Mendiger Reserve gelingt Teilerfolg
Auch in der 1. Bezirksliga Nord waren die Vorzeichen aus Sicht der Vulkanstädter die Gleichen wie in der Verbandsoberliga. Mit 30:4-Punkten führte die SG Sinzig Ehlingen die Tabelle vor der punktgleichen Mendiger Reserve. Lediglich das Spieleverhältnis sprach deutlich, entgegen den beiden Verbandsoberligateams, zugunsten Sinzigs. Die Kombinierten der SG gewannen mit 9:0 beim Ersatzgeschwächten TV Oberbieber, während Mendig den Tabellendritten, von der SG Weißenthurm Kettig in der Pfarrer- Bechtel-Grundschulturnhalle empfing. Mit einer deutlichen 9:2-Niederlage hätten die Plätze noch getauscht werden können. Als jedoch Mendig schnell mit 3:2 führte und damit Platz zwei fest innehatte, ließen die Spieler den Anstrengungen freuen Lauf und waren nicht mehr ganz bei der Sache, sodass die letztendliche Niederlage mit 5:9 aus Sicht der Koblenzer Vorstadtgemeinde in Ordnung ging.
Am 10. Mai spielt das Team in der Besetzung Patrick Assenmacher, Dr.

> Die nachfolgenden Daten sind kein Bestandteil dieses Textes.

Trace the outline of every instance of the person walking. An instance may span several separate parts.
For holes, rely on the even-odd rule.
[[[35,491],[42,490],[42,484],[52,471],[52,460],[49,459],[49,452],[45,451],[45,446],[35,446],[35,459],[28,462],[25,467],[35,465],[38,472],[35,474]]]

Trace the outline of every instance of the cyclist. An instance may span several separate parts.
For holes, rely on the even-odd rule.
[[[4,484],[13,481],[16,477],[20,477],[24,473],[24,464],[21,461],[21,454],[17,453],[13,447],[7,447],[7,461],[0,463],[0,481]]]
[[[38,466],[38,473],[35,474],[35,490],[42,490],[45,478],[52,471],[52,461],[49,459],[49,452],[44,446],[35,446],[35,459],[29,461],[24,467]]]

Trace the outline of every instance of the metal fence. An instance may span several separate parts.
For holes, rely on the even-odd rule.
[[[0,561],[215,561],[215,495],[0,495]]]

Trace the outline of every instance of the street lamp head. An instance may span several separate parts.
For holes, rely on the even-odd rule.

Claus Court, Jonathan Bogolowsky, Christof Adams, Daniel Dechert und Ewald Koch bei der Relegationsrunde zum Aufstieg in die 2. Rheinlandliga in Oberstein zuerst gegen die Drittvertretung vom TTC Wirges. Der Sieger dieser Partie tritt dann gegen den Tabellenachten der 2. RL, dem TTC Rheinbrohl entgegen um durch einen Erfolg den einzig zu vergebenden Platz an der „Sonne“ zu erkämpfen.